Zahl der Nachwuchskräfte so hoch wie nie zuvor

Quelle: Fachkräftebarometer Frühe Bildung 2017, S. 135

2014/15 haben rund 35.750 Personen an Fachschulen eine Ausbildung zur Erzieherin bzw. zum Erzieher begonnen, 71% mehr als im Schuljahr 2007/08. Auch die Zahl der Absolventinnen und Absolventen ist gestiegen: zwischen 2007/08 und 2013/14 um gut 50% auf knapp 26.750. Für das Schuljahr 2016/17 liegen die Zahlen noch nicht vor, es kann aber mit rund 33.000 ausgebildeten Erzieherinnen und Erzieher gerechnet werden. Dies wäre ein Anstieg um 74% in sechs Jahren.

Noch deutlicher zeigt sich der Zuwachs in den kindheitspädagogischen Studiengängen: 2015 wurden 3.427 und damit fast 30 Mal so viele Anfängerinnen und Anfänger erfasst wie 2004. Die Zahl der Absolventinnen und Absolventen von Bachelor-Studiengängen erhöhte sich von 114 im Jahr 2007 um das rund 20-Fache auf 2.365 im Jahr 2015. Dadurch hat sich die Zahl der Kindheitspädagoginnen und -pädagogen in Kitas allein zwischen 2012 und 2016 auf 4.557 mehr als vervierfacht. Im Vergleich zu den deutschlandweit knapp 385.000Erzieherinnen und Erziehern ist dieser Anteil jedoch immer noch gering.

Nur einen geringen Anstieg verzeichnen die Sozialassistenzkräfte im ersten Ausbildungsjahr; die Zahl der Kinderpflegeassistenzkräfte ist sogar gesunken. Gleiches gilt für die Absolventinnen und Absolventen.
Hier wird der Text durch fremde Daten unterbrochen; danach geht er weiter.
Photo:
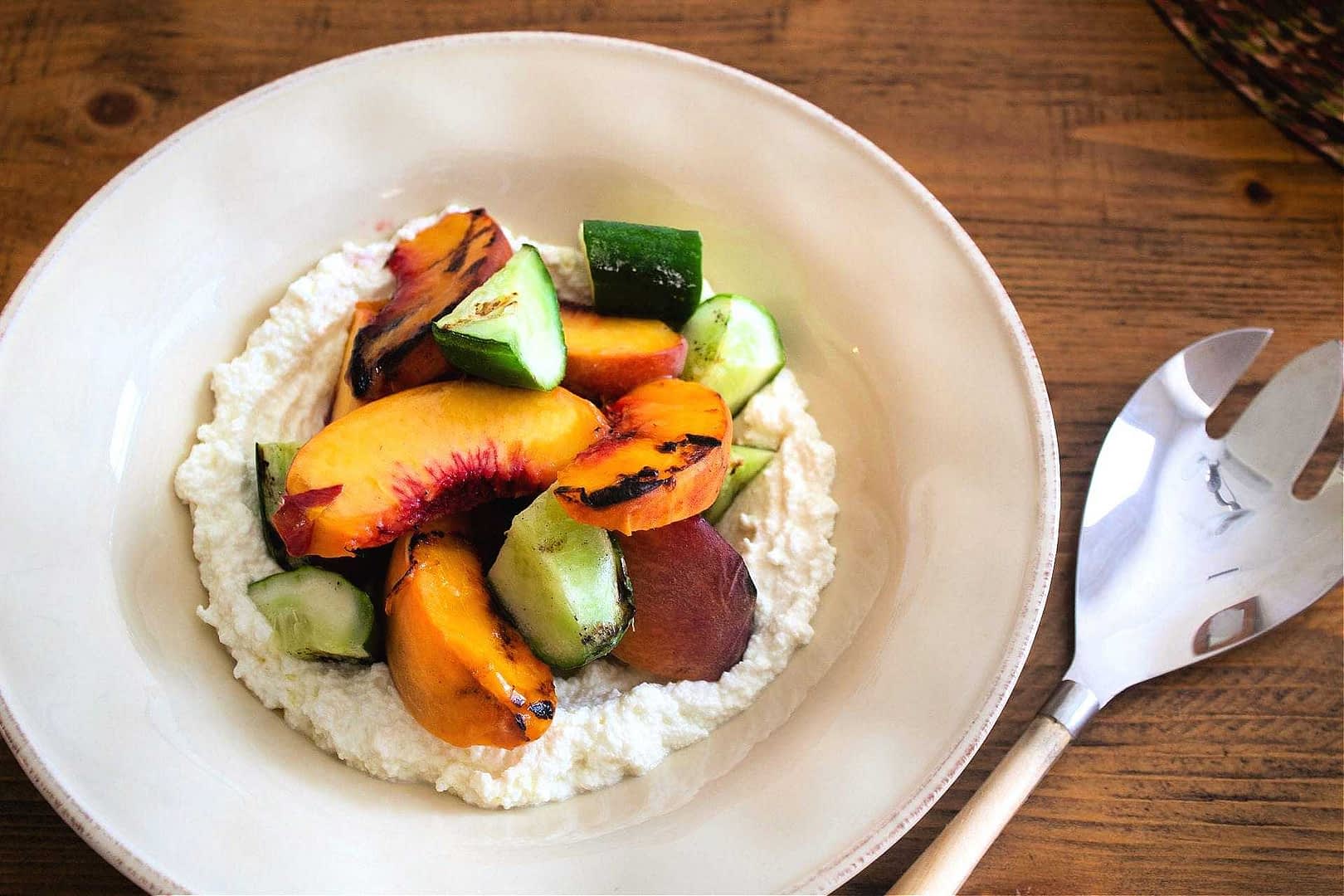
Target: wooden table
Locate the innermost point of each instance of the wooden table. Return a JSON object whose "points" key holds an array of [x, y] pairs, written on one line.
{"points": [[1129, 202]]}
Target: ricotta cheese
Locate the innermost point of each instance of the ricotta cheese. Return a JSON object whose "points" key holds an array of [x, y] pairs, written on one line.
{"points": [[611, 722]]}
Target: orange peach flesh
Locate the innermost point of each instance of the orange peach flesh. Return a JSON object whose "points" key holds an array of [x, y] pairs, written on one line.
{"points": [[435, 270], [344, 401], [663, 461], [609, 356], [461, 670], [407, 458]]}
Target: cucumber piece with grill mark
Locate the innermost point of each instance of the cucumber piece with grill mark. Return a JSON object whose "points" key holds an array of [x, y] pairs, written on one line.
{"points": [[733, 347], [273, 460], [509, 329], [563, 583], [745, 465], [316, 614]]}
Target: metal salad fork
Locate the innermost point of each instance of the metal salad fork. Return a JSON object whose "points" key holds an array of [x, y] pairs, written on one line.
{"points": [[1190, 546]]}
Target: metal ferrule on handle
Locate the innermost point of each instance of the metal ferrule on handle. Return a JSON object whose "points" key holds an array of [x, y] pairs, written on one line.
{"points": [[1073, 705], [949, 860]]}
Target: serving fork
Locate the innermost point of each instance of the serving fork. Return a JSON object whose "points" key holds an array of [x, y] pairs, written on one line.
{"points": [[1190, 546]]}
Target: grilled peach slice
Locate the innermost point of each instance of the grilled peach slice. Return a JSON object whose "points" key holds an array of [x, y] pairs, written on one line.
{"points": [[663, 461], [463, 670], [694, 602], [397, 462], [435, 271], [609, 356], [344, 401]]}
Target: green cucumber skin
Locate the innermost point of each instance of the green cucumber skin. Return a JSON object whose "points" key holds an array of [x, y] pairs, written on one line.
{"points": [[488, 359], [746, 465], [544, 553], [643, 270], [498, 348], [715, 356], [292, 603], [273, 461]]}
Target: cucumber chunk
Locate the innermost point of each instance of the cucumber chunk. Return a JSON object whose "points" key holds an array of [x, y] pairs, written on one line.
{"points": [[743, 466], [273, 460], [316, 614], [563, 583], [733, 347], [640, 270], [509, 331]]}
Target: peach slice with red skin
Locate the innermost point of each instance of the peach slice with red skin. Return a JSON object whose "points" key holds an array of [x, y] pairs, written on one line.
{"points": [[609, 356], [663, 461], [407, 458], [344, 401], [435, 270], [463, 670], [694, 602]]}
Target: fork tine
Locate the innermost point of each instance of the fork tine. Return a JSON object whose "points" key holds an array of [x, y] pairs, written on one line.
{"points": [[1200, 375], [1283, 425]]}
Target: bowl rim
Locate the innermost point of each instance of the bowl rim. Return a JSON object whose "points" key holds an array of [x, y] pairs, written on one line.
{"points": [[890, 829]]}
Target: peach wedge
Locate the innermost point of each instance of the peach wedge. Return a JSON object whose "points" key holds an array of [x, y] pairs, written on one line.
{"points": [[663, 461], [609, 356], [407, 458], [461, 670], [344, 401], [435, 270]]}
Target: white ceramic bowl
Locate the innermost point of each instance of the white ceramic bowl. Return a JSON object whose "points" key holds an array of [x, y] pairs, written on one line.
{"points": [[119, 703]]}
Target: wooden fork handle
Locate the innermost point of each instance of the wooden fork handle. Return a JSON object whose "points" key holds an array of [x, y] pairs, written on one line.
{"points": [[949, 860]]}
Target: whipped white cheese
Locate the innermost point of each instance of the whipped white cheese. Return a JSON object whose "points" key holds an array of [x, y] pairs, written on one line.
{"points": [[611, 722]]}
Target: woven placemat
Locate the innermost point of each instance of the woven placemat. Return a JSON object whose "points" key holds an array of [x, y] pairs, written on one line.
{"points": [[1285, 58]]}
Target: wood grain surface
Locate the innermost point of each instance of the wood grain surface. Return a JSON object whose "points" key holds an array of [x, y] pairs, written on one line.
{"points": [[1129, 202]]}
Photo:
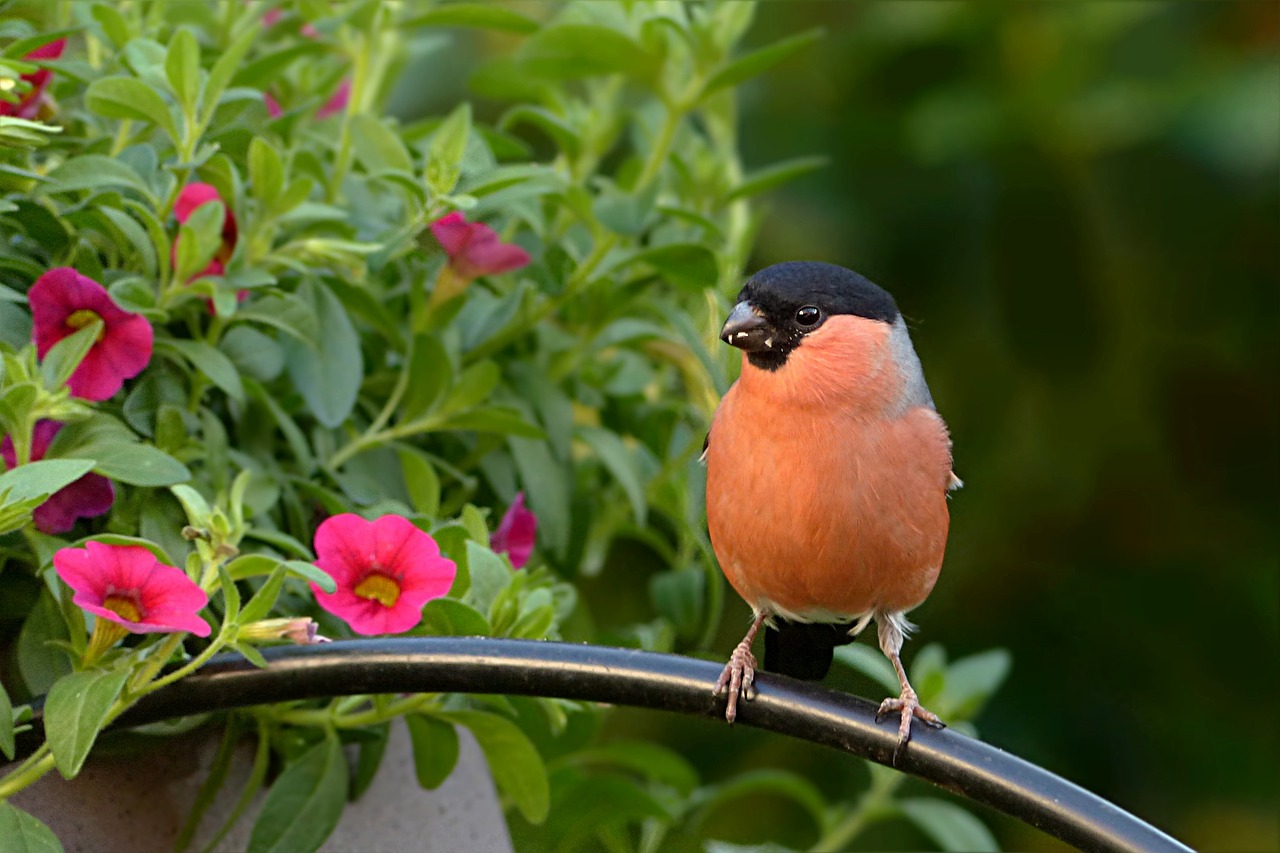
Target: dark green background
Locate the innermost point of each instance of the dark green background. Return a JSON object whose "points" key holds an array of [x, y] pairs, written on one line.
{"points": [[1077, 208]]}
Damit zeigt sich, dass unter den Nachwuchskräften der Anteil an ausgebildeten Erzieherinnen und Erziehern gegenüber dem der Assistenzkräfte überproportional steigt.

Der Beitrag von WiFF

  • Mit dem "Fachkräftebarometer Frühe Bildung", das 2017 zum zweiten Mal erschienen ist, analysiert WiFF auf Grundlage der amtlichen Statistik die Entwicklungen in den Bereichen Personal, Arbeitsmarkt und Qualifizierung in der Frühen Bildung in Deutschland.
  • In einer Studiengangsdatenbank erfasst WiFF alle frühpädagogischen Studiengänge mit Informationen u.a. zu Inhalten, Zugangsvoraussetzungen und Studienplatzzahl.
  • WiFF hat Akteurinnen und Akteure der Aus- und Weiterbildung im Arbeitsfeld Kita befragt und die Ergebnisse in den Publikationsreihen der WiFF und in Auszügen auf dem WiFF-Webportal veröffentlicht.
  • In Fachforen diskutiert WiFF Themen der frühpädagogischen Ausbildung mit Vertreterinnen und Vertretern aus Wissenschaft, Politik und Praxis.
  • Vertreterinnen und Vertreter der Länderministerien haben mit Unterstützung der WiFF Qualifikationsprofile für die Ausbildung an Fachschulen und an Berufsfachschulen entwickelt. Daran anknüpfend wurde ein bundesweiter Lehrplan für Fachschulen erarbeitet, um die Ausbildung in den Ländern zu vereinheitlichen.